2. For Real This Time
After a traumatizing event at the end of eighth grade, Maggie Fitts , less affectionately referred to by her classmates as “Maggie Doesn’t Fitts,” is determined to lose weight – for real this time. When she meets Parker Williams, she’s even more determined to lose the weight. If she can pull this off, just maybe she can start high school with a new body and a new boyfriend.
But then Maggie’s parents give her news that threatens to destroy not only her diet but also her way of life. Will she find the strength to deal with her problems and stick with her diet, or will she succumb to the sadness that threatens to overwhelm her? And is losing weight even that important anymore?
3. Alone (working title)
In 2018, Congress passed what have come to be known as the Family Values amendments. The Personhood Amendment declares that life begins at conception and ends at natural death. The Marriage Amendment declares that marriage is between a man and a woman. It further states that only married couples can adopt children. As a result, half of all children are raised in overcrowded orphanages, anxiously awaiting the day they turn 18 and are released on their own without anyway to go.

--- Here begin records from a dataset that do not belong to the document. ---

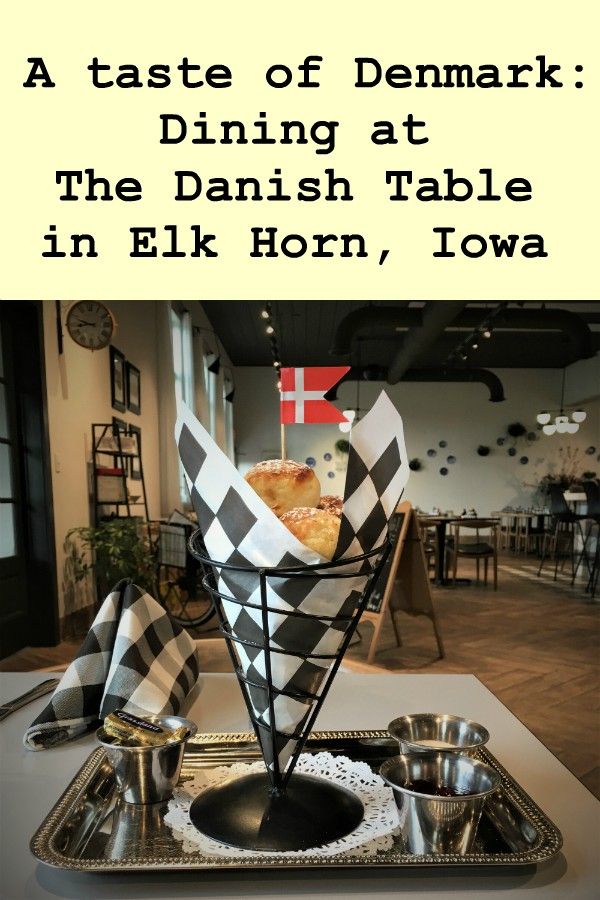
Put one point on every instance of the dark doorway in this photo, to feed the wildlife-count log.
(28, 599)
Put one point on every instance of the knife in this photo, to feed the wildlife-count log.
(45, 687)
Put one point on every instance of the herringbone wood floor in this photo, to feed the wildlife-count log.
(534, 643)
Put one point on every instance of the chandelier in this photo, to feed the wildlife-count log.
(564, 423)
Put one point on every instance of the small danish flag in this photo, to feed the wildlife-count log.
(302, 394)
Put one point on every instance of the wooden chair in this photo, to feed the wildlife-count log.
(480, 545)
(429, 541)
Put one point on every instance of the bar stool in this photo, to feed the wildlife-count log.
(592, 494)
(563, 524)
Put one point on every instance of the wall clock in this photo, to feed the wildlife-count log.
(90, 324)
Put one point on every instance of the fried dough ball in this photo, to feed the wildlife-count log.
(331, 503)
(284, 484)
(316, 528)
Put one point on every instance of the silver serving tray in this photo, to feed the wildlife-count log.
(90, 830)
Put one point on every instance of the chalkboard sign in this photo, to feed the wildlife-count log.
(403, 585)
(395, 529)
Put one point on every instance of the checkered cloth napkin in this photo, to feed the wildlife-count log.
(239, 529)
(134, 657)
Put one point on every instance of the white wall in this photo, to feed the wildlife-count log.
(461, 414)
(78, 387)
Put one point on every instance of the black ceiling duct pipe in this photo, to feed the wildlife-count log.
(436, 318)
(571, 324)
(477, 376)
(370, 317)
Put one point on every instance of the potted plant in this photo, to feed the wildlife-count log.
(114, 549)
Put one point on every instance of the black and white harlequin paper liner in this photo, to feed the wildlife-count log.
(134, 657)
(238, 528)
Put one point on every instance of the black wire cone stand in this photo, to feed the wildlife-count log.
(273, 811)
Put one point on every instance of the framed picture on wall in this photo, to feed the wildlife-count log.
(134, 398)
(118, 390)
(135, 461)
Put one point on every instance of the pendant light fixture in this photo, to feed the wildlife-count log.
(563, 423)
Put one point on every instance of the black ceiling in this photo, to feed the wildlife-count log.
(306, 330)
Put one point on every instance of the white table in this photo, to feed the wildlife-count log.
(32, 782)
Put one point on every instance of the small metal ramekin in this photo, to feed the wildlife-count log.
(439, 824)
(148, 774)
(427, 732)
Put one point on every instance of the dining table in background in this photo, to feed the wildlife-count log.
(516, 527)
(440, 523)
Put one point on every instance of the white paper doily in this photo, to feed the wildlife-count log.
(374, 834)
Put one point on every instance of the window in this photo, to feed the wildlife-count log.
(183, 369)
(210, 384)
(228, 416)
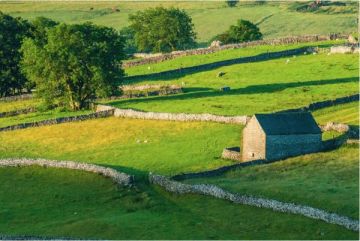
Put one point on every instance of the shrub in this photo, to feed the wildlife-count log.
(242, 32)
(12, 32)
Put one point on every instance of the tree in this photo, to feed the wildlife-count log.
(162, 30)
(39, 27)
(232, 3)
(129, 40)
(242, 32)
(12, 32)
(76, 64)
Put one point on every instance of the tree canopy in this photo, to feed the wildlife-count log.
(75, 64)
(244, 31)
(12, 32)
(162, 30)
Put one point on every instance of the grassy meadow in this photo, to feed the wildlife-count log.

Lucy Higgins has one year before she turns 18 and becomes yet another homeless orphan. Her only hope of salvation is the Exxmart Motors Lottery. Eligible students get to enter the Lottery, and four lucky winners – one from each of the four schools in the Atlanta region – get to go Etherton Academy, the prestigious private school uptown. Students at Etherton get a full scholarship to college, and Lucy knows that if she can just get in, she will have a chance at a real life.
But life’s not that simple. Just when things are finally starting to turn around for her, she gets news that threatens to undo everything she’s worked for the past seventeen years. Can she find a way out of the situation, or will she end up like every other teenage girl she’s ever know – cold and alone?
I’m not sure how successful I’ll actually be this month, but I’m hoping to get first drafts written for each of these novels. My plan is to finish these drafts and then spend a good portion of next year editing them. I think that was part of my problem this year – I was so focused on getting first drafts finished that I never finished editing anything. That’s going to change next year.
Less than eleven hours until NaNo starts!